Families have a "Code," rules that are accepted and lived by. We may call it something else today, but nevertheless, a code is what we have. Reduced to the simplest of terms, practically all human, social organizations are founded upon a similar structure. If we could solve the problems facing our families, perhaps we would be well on the way to solving the problems of the world concerning all relationships.
Family values evolved right along with families. Who can define the process by which thoughts of what is right and wrong were either adopted or rejected as part of an acceptable family code, and then passed down from generation to generation. Could it have been as simple as trial and error?
What drew groups together to form hamlets, villages, towns and cities? Was it the basic knowledge that there was greater safety in numbers?
All I know for sure is that at sometime, someone must have thought that the proven methods used by our predecessors were all wrong concerning family structure and family values. They needed to be changed if we are to progress as a civilization. We don't need a Higher Power to believe in. Families don't need an authority figure to head-up the group. Discipline should be administered with speech and reason, not with your basic club and the strength to wield it. We are all equal and free to live exactly as we please, regardless of the fact that the chosen lifestyle may threaten humanity as a whole.
All of this pondering can cause one a massive headache and mine is throbbing right now, but I feel that it needs to be done, if for no other reason than my own understanding.
Have you ever given any thought to the mechanics of social change?

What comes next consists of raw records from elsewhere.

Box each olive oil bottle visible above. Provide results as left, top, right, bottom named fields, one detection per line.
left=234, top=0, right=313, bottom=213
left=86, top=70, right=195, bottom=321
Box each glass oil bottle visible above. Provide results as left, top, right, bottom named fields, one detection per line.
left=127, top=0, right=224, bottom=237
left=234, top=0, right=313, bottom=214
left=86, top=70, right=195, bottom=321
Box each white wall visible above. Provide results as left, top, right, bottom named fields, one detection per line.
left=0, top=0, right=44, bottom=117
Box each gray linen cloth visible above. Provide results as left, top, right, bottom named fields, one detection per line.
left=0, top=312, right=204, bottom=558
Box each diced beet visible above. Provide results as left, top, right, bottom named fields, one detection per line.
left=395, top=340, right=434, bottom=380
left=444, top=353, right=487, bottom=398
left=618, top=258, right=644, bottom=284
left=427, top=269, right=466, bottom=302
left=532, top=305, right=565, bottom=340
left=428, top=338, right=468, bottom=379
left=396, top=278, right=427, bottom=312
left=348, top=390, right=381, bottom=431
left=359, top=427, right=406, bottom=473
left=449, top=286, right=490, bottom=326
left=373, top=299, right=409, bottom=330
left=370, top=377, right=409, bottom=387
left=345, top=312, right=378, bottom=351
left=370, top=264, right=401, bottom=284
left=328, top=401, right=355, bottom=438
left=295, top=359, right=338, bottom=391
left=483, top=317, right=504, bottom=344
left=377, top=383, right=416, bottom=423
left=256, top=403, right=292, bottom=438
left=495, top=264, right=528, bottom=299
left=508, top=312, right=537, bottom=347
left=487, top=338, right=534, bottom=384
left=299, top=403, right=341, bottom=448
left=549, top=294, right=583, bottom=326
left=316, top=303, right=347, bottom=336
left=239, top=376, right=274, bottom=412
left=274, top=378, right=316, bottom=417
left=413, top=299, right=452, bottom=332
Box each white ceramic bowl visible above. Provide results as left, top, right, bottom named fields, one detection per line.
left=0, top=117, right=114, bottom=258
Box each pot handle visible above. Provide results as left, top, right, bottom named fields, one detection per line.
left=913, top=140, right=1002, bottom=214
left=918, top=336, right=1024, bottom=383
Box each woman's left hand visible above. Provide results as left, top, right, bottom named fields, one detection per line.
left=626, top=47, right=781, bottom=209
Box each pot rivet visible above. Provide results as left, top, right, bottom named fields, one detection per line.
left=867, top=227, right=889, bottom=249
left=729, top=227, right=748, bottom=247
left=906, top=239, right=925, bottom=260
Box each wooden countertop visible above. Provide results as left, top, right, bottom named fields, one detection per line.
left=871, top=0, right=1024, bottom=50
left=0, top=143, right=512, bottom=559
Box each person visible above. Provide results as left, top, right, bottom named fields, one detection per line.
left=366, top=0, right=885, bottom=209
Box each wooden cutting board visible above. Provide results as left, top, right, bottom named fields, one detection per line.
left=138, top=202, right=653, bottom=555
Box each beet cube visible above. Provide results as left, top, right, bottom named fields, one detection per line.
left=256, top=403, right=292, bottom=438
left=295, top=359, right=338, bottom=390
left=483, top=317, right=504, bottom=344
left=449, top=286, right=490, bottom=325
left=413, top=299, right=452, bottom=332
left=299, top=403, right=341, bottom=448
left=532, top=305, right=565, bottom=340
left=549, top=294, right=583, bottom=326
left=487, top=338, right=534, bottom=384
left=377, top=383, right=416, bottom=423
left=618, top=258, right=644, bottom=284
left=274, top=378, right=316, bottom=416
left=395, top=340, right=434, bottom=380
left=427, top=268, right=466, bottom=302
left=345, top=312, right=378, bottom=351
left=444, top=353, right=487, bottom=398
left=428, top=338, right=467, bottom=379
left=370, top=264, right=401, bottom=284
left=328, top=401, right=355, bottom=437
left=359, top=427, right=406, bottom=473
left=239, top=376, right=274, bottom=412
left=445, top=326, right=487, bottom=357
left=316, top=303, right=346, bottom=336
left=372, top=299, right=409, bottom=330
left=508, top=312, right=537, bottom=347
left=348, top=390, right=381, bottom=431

Does it begin in the halls of government and flow down to the most basic unit, the family? Or, does it begin on the most basic level and struggle upward toward those in power? What are your thoughts on the process?
Where are we going people? Is it too late to rethink what we are about? Does the love and responsibility we feel for others count for nothing, even when we know that their actions and deeds are wrong? Life is about making choices. I pray we make the right ones.